Porn in the Public Interest (3 May 2013)

{Bloggers Note: For whatever reasons, this post on OpenSalon got more hits — a whole lot more — than other individual item I've ever posted to the web.}



Headlines in the News:
"Gates Foundation Funds Development of High Tech Condoms"
"California’s landmark condoms in porn bill (AB 332) 
clears first Assembly committee, 5 to 1" (References: GatesAB 332) 
       
            If fashion can get people, especially young people, to tattoo and pierce their bodies, shave their genitals, wear stiletto heals and low-rider pants, and — in the developed world — buy water in small bottles; then fashion can also be a force for good, encouraging condom use.

            So there should be strong support for California Assembly Bill 332 and similar legislation in other states requiring condoms on male actors in pornographic movies. The argument for condom use for sex-workplace safety is legitimate, but there's a more pressing argument for such legislation as a truly public, public health issue. In their way, porn stars are role models, and if their example can be a major influence getting young people to shave like semi-pro swimmers or body builders, porn-actor behavior can be important in making condom-use fashionable, normal, and normative: perhaps even, in the old expression, cool. Condom use as normal behavior for young people has obvious benefits limiting sexually-transmitted diseases, reducing unwanted pregnancies and, hence, the numbers of abortions, and more generally encouraging responsibility among older boys and young men, who should take responsibility for their reproduction and health.

            As part of a larger public information program — i.e., "Wrap That Willy!" propaganda — porn stars can inculcate the doctrines that "Real Men Control Their Reproduction" and "Real Men Can Hold an Erection Well Enough to Be Cool in Condoms." Well, and that Real Women limit their heterosex lives to such Real Men, and have the sexiness and know-how to help their men, let's say, achieve and maintain their "reality."

            Parents and other older adults could also get involved.
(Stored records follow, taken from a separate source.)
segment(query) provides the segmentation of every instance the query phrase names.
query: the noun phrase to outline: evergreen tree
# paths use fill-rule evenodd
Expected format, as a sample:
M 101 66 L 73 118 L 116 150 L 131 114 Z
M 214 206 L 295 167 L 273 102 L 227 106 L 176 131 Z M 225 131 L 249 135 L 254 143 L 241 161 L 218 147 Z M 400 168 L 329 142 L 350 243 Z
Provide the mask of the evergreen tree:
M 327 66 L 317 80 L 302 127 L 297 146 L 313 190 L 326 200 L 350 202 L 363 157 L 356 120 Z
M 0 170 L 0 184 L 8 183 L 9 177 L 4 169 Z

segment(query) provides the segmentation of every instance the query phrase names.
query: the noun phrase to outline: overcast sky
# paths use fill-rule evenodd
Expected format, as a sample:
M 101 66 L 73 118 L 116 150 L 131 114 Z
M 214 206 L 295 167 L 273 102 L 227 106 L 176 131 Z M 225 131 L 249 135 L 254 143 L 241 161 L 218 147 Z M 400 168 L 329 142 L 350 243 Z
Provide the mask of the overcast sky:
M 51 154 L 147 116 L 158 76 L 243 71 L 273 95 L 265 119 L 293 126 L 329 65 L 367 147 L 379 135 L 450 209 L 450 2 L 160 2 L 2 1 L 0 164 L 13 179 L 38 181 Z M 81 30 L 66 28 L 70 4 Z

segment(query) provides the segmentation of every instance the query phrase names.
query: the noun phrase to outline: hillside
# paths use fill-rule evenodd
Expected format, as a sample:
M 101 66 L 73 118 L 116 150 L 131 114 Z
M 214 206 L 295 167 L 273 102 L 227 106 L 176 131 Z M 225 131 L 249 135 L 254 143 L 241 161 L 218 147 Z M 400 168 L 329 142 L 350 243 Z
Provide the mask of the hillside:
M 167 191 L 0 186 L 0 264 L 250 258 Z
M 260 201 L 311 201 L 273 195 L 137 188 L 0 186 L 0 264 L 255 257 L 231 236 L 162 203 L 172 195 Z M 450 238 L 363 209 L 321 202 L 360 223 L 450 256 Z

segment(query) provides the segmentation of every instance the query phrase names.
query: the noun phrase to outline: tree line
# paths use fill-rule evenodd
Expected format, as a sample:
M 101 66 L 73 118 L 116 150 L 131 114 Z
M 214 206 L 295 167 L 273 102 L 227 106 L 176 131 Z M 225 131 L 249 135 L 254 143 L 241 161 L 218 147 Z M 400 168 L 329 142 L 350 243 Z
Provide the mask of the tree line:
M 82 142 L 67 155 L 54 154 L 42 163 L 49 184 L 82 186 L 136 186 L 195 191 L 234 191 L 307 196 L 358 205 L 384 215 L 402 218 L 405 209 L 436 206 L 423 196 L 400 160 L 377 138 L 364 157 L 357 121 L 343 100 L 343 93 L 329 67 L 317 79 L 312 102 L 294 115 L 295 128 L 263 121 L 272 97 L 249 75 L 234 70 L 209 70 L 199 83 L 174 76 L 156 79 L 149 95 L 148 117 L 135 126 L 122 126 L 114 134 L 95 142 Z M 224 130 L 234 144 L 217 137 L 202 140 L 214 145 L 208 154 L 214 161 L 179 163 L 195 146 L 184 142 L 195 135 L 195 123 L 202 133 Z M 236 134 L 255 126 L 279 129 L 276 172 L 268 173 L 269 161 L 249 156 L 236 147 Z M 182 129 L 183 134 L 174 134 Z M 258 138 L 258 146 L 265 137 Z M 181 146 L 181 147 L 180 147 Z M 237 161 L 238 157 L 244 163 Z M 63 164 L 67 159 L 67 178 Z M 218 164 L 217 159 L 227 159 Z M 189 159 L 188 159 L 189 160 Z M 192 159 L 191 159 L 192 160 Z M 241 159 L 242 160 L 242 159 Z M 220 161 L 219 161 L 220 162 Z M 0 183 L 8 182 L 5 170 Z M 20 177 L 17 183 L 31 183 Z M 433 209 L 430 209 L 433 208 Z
            "Late adolescence" was invented during my lifetime, and it isn't a good idea. "The pill" was an excellent idea, except insofar as its existence got people to think contraception an issue for just women and girls. At 18-years old, I was expected to be a young adult, and a good while before I turned 18 my father gave me an optimistically large box of condoms and told me, "Until you know what to do with it; keep it in your pants." I suspect that bit of SexEd was more useful than most of what gets taught in US schools.

            Parents, however, are radically limited in their influence over fashion; stardom, including porn-star stardom, is powerful.